To explore the dosimetric advantage of combining intracavitary/interstitial applicator with distal parametrial free needle interstitial brachytherapy (IC/IS+ISBT DP) based on MRI for locally advanced cervical cancer.
77 IC/IS+ISBT DP treatment plans were developed for 34 patients with locally advanced cervical cancer from June 2016 to January 2020 in this study. We removed the free needles and devised a new IC/ISBT treatment plan based on the same principle. We then compared the dosimetric differences of D90, D98, V100, V150, V200 for HR-CTV (high-risk clinical target volume), D90 for IR-CTV (Intermediate risk-CTV) and D2cc for OARs (organs at risk) between the two groups of treatment plans for the same patient, and the paired T test was performed in parallel. Further, the dosage differences between the two group plans under different parametrial extension widths (the maximum distance of HR-CTV from the vertical direction of the uterine tandem at coronal position) were compared. The survival rate was calculated using the Kaplan-Meier method. Prognostic factors for overall survival (OS) and progression-free survival (PFS) were determined by Cox regression method. RTOG/EORTC criteria were used to grade toxicities.
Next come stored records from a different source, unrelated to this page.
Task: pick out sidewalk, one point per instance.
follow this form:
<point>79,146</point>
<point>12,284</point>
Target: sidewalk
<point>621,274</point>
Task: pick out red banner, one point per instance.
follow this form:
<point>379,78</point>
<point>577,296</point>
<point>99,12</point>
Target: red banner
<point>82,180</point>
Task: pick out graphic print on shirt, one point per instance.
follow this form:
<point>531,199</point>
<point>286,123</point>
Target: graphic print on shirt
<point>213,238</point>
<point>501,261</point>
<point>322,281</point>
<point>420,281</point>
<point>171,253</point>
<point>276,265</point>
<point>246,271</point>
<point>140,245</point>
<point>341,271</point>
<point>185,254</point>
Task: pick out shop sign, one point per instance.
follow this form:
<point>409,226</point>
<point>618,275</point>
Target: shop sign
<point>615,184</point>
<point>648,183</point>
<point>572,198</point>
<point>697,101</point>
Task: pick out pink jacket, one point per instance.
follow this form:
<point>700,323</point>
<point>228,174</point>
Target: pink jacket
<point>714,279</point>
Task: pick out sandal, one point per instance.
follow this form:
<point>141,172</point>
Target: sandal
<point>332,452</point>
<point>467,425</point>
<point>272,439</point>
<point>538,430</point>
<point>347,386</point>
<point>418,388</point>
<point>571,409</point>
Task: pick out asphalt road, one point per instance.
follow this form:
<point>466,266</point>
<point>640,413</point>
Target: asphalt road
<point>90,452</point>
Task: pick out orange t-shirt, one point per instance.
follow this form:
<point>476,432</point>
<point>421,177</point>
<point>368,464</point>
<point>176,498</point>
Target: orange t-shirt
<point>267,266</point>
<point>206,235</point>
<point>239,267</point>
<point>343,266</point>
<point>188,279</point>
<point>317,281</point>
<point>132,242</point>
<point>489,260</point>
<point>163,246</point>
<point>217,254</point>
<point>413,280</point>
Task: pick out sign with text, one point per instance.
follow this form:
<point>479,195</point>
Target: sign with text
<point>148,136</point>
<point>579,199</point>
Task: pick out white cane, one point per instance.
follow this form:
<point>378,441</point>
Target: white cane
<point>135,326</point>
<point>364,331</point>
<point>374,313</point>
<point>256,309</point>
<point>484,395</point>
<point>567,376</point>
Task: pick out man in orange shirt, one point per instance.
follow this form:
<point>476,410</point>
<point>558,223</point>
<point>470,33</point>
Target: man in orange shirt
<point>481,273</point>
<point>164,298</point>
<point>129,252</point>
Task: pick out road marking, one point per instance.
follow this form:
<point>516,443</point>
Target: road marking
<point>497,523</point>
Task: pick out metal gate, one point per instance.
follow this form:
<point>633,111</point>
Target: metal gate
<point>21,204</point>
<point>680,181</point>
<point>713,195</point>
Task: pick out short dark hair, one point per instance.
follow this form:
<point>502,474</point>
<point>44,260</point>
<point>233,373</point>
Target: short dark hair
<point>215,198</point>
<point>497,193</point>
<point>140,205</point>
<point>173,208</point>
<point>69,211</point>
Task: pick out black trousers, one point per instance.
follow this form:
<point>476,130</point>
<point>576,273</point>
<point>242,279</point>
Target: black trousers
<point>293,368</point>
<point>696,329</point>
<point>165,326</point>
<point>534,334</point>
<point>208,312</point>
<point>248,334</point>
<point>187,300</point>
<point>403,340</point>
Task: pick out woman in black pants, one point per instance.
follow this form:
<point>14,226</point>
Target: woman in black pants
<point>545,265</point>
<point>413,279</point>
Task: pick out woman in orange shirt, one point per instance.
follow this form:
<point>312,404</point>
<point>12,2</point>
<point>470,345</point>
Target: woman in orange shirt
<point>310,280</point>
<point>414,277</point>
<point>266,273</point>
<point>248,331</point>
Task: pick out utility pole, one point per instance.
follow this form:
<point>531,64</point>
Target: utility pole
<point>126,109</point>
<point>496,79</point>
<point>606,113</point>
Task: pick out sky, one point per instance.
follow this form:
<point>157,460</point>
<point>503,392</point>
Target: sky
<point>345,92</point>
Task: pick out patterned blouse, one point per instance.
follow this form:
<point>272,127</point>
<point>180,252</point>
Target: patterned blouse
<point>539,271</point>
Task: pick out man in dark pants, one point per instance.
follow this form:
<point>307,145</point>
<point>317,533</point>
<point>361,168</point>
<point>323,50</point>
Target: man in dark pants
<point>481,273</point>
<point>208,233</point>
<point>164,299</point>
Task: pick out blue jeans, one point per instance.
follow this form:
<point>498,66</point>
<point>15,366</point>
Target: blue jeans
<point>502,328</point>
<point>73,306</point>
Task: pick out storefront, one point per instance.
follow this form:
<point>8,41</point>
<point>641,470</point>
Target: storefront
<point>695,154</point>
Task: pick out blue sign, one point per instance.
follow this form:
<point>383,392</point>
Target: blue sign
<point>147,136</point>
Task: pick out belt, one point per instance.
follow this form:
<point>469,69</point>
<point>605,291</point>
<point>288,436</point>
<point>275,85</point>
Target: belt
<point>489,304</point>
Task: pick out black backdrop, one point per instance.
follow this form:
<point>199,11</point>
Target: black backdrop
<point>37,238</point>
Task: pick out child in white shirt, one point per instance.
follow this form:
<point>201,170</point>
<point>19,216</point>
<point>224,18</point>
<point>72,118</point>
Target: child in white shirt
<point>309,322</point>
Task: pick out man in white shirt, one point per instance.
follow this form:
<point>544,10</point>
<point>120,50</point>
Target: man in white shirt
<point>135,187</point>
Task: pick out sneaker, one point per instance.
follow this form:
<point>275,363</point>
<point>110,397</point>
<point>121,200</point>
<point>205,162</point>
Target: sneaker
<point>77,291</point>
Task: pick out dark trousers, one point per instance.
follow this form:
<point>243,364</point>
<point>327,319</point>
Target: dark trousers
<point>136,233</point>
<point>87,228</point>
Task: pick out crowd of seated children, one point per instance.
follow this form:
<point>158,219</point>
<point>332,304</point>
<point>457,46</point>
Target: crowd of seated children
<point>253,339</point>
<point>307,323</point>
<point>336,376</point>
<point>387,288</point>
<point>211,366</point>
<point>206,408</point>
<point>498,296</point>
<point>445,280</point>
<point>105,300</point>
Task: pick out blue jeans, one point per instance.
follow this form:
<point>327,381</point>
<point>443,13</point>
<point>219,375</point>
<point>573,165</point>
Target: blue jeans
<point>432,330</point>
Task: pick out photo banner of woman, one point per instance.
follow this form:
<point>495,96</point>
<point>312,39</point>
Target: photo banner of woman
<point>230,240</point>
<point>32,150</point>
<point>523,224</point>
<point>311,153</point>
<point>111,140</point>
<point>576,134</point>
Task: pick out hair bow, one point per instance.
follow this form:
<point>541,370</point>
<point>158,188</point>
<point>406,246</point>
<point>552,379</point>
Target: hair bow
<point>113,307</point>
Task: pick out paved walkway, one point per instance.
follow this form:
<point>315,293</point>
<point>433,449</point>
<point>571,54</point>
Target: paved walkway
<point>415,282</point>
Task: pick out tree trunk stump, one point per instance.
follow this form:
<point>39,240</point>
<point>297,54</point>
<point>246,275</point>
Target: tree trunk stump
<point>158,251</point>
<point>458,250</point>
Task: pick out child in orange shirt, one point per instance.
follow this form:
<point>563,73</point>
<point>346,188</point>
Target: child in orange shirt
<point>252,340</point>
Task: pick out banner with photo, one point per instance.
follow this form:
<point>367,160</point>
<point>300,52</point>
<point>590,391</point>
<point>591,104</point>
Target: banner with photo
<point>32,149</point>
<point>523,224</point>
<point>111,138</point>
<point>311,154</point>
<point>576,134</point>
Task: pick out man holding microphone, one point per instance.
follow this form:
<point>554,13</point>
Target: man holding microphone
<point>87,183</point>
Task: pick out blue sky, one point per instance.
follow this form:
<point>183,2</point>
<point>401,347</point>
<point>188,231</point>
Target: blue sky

A total of 297 free needles were used, with a weight ratio of 15.8% ± 0.11, and a mean insertion depth of 6.52cm ± 2.8cm. D90, D98, V100 for HR-CTV, and D90 for IR-CTV for IC/IS+ISBT DP were significantly higher than IC/ISBT for which free needles were removed (p<0.05). And the V200 for HR-CTV and D2cc for bladder, rectum and sigmoid were decreased (p<0.05). When the parametrial extension widths were greater than 3cm, the HR-CTV D90 and the D2CC for rectum, bladder and sigmoid colon for IC/IS-ISBT DP were advantageous compared to IC/ISBT (p<0.05). The 2-yr OS, PFS and local control rate (LC) were 82.3, 66.8, and 93.1%, respectively. Parametrial extension widths was the only statistically prognostic factors for PFS (p = 0.002) on univariate analysis. No grade 3 or 4 Treatment-related toxicities were observed.
Our institutional experiences showed that IC/IS+ISBT DP is an effective treatment for cervical cancer patients with distal parametrial extension. IC/IS-ISBT DP had dosage advantage and clinical feasibility in locally advanced cervical cancer with distal parametrial extension when the parametrial extension widths were greater than 3cm.